Republican incumbent U.S. Sen. Scott Brown and Democratic rival Elizabeth Warren sparred on tax policy, Iran's nuclear ambitions and Warren's claims of Native American heritage during their first debate in Massachusetts' closely watched Senate race.

Brown began the debate by saying Warren "checked the box claiming she is Native American, and clearly she is not."

Brown called on Warren, a professor at Harvard Law School, to release records related to her hiring at the school to show whether she got an unfair advantage.

"I think character is important," he said.

Warren said that her parents told her growing up that her mother was part Cherokee and part Delaware Indian and that as a child she never questioned that story.

Warren also said those who hired her during her law school career had said they were either unaware of her background or that it played no role in their decision to hire her.

"This is about family. I can't and I won't change who I am," she said.

Warren shot back at Brown, saying voting for him could turn control of the Senate over to Republican leaders.

"I am working to keep President (Barack) Obama as our commander-in-chief," she said, "not Mitt Romney."

Warren pointed to a series of Brown votes in the Senate that she said show he sided with big oil companies and held tax cuts for the middle class hostage to give tax cuts to millionaires.

"Sen. Brown is out there protecting every loophole," she said.

Brown responded by saying of the two candidates in the race, only one supports higher taxes, and that's Warren. He also said putting more financial pressure on oil companies could raise prices at the pump.

"I am on the taxpayer's side," he said, noting that it's now costing him $70 to fill up his pick-up truck.

There were several testy exchanges during the hourlong debate on WBZ-TV.

Warren tried to portray Brown as unreliable on women's issues. Warren said she would not vote to support a U.S. Supreme Court nominee who opposes legal abortion.
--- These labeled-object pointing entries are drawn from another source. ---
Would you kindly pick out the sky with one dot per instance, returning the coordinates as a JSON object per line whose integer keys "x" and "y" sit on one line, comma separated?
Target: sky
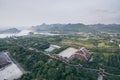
{"x": 35, "y": 12}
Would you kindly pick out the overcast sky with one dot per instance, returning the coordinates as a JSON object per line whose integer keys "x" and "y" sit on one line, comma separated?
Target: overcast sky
{"x": 35, "y": 12}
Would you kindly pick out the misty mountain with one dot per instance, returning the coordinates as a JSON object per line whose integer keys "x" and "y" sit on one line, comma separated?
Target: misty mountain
{"x": 63, "y": 28}
{"x": 115, "y": 28}
{"x": 11, "y": 30}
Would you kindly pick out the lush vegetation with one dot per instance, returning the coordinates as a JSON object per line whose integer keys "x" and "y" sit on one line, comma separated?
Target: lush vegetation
{"x": 41, "y": 67}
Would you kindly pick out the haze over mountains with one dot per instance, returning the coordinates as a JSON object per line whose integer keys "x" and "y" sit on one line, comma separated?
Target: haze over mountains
{"x": 67, "y": 28}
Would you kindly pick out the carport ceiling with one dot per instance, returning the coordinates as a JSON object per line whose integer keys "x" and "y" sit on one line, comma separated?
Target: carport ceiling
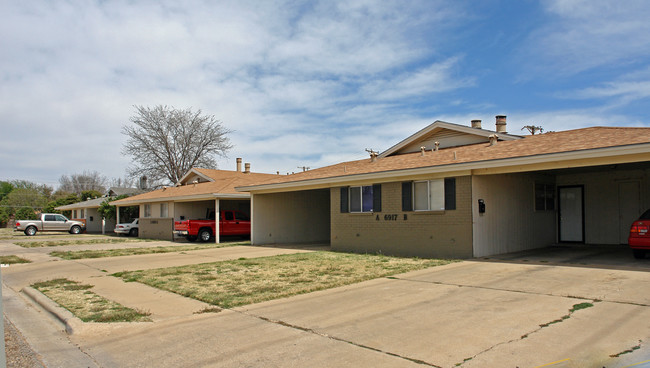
{"x": 591, "y": 169}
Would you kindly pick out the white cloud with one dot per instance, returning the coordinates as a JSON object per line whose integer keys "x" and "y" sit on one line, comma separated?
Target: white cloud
{"x": 585, "y": 34}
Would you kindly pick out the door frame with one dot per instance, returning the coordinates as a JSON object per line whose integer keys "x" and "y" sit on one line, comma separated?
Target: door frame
{"x": 559, "y": 213}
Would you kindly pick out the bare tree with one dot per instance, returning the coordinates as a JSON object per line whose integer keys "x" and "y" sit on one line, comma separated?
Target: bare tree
{"x": 77, "y": 183}
{"x": 165, "y": 142}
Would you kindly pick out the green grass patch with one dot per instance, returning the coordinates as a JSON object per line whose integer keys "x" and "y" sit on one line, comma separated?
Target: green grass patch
{"x": 240, "y": 282}
{"x": 58, "y": 243}
{"x": 13, "y": 260}
{"x": 100, "y": 253}
{"x": 86, "y": 305}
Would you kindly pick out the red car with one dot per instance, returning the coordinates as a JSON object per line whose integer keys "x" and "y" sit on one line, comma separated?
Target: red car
{"x": 639, "y": 239}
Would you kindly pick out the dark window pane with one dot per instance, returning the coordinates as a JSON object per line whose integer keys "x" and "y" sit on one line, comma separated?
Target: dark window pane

She criticized Brown for opposing the nomination of Elena Kagan to the court.

Brown described himself as "pro-choice" and said he opposed Kagan because she didn't have enough courtroom experience for the high court.

"Sorry I didn't vote for your boss," Brown said, referring to Kagan's tenure as dean of Harvard Law School.
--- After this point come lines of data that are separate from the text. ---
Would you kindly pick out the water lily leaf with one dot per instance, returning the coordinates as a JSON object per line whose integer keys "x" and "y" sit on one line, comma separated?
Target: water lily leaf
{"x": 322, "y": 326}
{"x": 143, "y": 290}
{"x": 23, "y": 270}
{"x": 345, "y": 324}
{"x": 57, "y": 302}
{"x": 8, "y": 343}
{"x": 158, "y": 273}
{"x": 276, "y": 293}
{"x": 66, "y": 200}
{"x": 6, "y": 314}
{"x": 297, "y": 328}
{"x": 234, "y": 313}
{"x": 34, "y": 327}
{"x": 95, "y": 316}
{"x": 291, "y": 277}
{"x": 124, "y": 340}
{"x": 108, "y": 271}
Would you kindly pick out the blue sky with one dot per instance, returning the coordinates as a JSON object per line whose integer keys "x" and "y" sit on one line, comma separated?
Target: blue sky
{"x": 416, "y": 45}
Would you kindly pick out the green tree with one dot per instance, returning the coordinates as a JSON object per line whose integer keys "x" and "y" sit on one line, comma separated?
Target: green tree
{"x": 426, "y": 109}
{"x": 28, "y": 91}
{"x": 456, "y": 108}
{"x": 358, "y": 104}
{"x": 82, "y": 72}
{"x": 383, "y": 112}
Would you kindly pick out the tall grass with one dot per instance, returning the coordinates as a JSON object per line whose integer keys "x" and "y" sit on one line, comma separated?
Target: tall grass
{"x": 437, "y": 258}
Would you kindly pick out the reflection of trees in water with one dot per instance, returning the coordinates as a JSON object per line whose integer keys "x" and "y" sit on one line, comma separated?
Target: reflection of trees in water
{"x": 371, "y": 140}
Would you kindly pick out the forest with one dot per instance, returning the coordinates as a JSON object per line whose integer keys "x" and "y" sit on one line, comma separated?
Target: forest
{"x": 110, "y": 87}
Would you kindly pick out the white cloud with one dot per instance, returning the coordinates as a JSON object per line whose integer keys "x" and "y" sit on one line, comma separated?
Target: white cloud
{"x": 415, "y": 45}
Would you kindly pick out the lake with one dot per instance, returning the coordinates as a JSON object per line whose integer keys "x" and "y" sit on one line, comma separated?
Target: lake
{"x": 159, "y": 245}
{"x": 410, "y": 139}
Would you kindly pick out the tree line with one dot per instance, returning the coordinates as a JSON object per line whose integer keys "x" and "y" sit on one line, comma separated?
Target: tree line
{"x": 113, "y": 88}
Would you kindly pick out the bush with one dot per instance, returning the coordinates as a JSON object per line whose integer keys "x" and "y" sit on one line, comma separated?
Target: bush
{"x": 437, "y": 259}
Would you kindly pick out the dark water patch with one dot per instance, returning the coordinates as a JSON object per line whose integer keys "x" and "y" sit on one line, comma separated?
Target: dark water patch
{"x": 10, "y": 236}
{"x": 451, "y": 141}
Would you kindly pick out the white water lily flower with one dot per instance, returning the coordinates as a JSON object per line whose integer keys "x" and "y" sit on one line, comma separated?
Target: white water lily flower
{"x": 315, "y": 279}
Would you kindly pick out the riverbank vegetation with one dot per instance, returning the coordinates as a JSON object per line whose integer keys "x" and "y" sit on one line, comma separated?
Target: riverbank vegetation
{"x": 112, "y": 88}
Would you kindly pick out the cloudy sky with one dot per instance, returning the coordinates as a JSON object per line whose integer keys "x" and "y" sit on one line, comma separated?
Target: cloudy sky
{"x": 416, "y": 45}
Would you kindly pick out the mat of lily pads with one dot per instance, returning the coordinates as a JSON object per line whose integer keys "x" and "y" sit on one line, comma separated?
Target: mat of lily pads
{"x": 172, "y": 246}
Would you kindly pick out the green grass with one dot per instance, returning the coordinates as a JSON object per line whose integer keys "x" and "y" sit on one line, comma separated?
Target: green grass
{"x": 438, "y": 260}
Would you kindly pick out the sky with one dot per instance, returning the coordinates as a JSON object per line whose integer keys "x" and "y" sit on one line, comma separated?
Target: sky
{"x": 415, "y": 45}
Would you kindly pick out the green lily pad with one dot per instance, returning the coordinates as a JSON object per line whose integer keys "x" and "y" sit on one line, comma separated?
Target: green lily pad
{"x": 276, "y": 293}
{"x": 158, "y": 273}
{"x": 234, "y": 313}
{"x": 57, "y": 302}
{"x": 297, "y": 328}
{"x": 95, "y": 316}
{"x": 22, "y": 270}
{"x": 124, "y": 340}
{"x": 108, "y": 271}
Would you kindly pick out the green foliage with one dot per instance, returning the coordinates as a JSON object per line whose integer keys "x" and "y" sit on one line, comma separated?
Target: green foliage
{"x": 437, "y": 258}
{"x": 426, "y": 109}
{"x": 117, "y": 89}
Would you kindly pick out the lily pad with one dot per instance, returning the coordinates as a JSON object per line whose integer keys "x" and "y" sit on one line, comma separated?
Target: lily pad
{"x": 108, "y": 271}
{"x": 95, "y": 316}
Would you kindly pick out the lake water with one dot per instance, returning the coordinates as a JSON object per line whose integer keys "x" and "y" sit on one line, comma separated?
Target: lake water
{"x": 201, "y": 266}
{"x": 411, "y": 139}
Warren also pointed to a Brown vote in favor of a proposed amendment that would allow employers to deny insurance coverage for birth control. Brown said he supports women's access to birth control but was trying to protect the religious concerns of Roman Catholics. The church opposes birth control.

Asked about the possibility that Iran could acquire a nuclear weapon, Brown criticized Warren for not adopting a tough enough response. "We cannot have a nuanced approach that Professor Warren wants," he said.

Warren said she also supports Israel and is opposed to allowing Iran to gain nuclear arms. She also praised Secretary of State Hillary Rodham Clinton and Obama, saying he's "done a first-rate job. He's taking nothing off the table."

The two sparred on energy and higher education.

Brown said he's taking an "all-of-the-above" approach to energy policy from natural gas to renewable energy.

Warren said Brown has tilted the fiscal playing field in favor of oil companies, forcing the renewable power industry to fight "an uphill battle."

Browbn also criticized Warren's nearly $350,000 annual salary at Harvard, saying administrative costs are driving up tuition. He said he filed a bill for more fiscal transparency at colleges and universities.

Warren said the problem is that the United States isn't investing enough in education. She said Brown is more interested in protecting tax breaks for the wealthy than in making it easier for young people to get college degrees.

Polls show a close contest. The race is already the most expensive campaign in Massachusetts political history.